Image courtesy of Wikimedia Commons

SPRING AGAIN

Midwesterners aSPiRING to a quick thaw
as laSt year’s caPRIs cliNG to our memories

We know that SPRING is not far behind
and we’ll Soon bitch about sPiRitING away
A/C to ward off intenSe PeRspirING

© 2013 Amy Barlow Liberatore/Sharp Little Pencil


Come, Spring (a cinquain)

Sunlight
Pour through my pane
Melt ice around my heart
Transform my frozen mind gently
Frost free

© 2013 Amy Barlow Liberatore/Sharp Little Pencil

Image from Wikimedia Commons, by Mohylek:  “I, the copyright holder of this work,
release this work into the public domain. This applies worldwide.”

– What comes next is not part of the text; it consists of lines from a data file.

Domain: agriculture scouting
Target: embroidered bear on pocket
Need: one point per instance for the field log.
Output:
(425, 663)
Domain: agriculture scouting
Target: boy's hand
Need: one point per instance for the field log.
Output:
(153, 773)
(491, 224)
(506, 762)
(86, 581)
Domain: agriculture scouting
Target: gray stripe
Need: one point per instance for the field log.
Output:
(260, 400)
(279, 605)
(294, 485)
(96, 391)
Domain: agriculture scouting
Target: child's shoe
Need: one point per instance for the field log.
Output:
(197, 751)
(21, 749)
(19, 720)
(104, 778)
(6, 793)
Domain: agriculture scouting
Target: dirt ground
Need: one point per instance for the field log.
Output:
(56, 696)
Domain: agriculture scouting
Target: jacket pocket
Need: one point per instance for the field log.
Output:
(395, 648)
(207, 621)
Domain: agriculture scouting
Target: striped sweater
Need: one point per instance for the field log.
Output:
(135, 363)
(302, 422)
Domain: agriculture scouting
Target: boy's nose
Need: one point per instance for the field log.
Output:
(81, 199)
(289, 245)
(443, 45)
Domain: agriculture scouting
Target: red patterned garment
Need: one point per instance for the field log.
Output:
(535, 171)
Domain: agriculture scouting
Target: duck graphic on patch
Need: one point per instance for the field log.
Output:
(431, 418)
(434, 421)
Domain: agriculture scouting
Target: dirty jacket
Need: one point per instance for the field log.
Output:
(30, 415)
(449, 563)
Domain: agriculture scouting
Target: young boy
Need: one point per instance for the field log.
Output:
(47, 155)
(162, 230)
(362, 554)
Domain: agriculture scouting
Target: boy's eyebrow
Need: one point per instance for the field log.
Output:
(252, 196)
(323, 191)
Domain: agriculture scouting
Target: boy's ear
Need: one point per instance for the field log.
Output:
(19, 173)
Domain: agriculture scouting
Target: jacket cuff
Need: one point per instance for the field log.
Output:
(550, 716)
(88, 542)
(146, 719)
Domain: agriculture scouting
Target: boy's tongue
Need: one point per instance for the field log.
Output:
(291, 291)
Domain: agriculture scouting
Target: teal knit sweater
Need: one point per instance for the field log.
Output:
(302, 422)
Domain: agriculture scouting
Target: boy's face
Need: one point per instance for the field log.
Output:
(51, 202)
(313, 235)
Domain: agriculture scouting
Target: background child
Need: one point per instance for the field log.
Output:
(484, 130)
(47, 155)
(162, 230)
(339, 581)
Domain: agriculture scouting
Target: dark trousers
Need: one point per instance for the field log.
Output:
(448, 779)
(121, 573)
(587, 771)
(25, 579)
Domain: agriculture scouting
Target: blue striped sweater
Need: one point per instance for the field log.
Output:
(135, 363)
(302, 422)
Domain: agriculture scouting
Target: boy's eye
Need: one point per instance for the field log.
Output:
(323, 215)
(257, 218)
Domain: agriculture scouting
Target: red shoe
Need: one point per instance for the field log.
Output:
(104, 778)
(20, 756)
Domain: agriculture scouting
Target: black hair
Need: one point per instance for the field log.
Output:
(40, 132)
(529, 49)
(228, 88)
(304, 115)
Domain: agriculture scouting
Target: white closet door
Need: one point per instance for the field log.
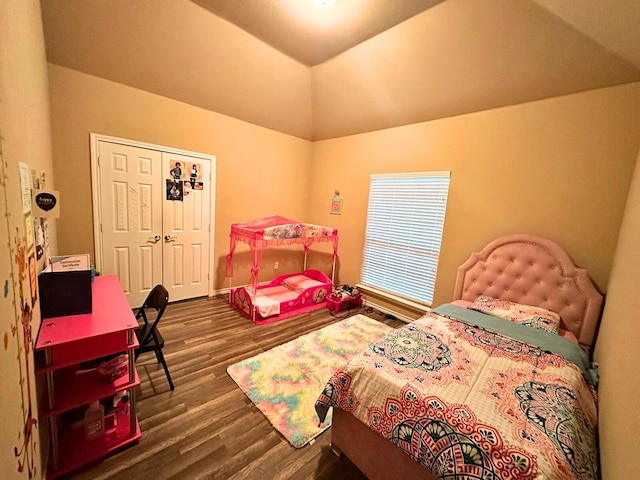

NaPoWriMo #2, for Sunday Scribblings (seasoned, although mine is more seasonal). Also at “It’s Always Sunny at Poets United,” my wintering snowbird delight and haven!

Can you believe it? An unprompted cinquain. Spring must be coming… Peace, Amy

Participating in National Poetry Writing Month “A poem a day keeps the blues at bay.”


Special thanks for Walt at Poetic Bloomings for choosing my recent poem, Thing 205, as his “beautiful bloom” of the week. I was sincerely flattered and honored. Here’s another for the Bloomers and the Scribblers as well!

Honest Thy Ploughs

Honest thy ploughs
for the coming of Spring
That fields mayst be planted
their bounty to bring

Honest thy wits for
the work to be done
From fertile ground’s goodness
thy foodstuffs be won

Honest thy soul for
the days yet ahead
For labours be grateful,
no prayer left unsaid

© 2012 Amy Barlow Liberatore/Sharp Little Pencil              (Photo courtesy of http://www.okgenweb.org)

Dedicated to independent organic farms and the farmers who strive to stay small and grow healthy food, while Monsanto, et al., seek to buy them out, blanket fields with chemicals, and cram Frankenfoods down our throats.

For Sunday Scribblings (honest – a bit of poetic license, arcane use of the imperative verb form for “hone”) and for Poetic Bloomings (poems about Spring).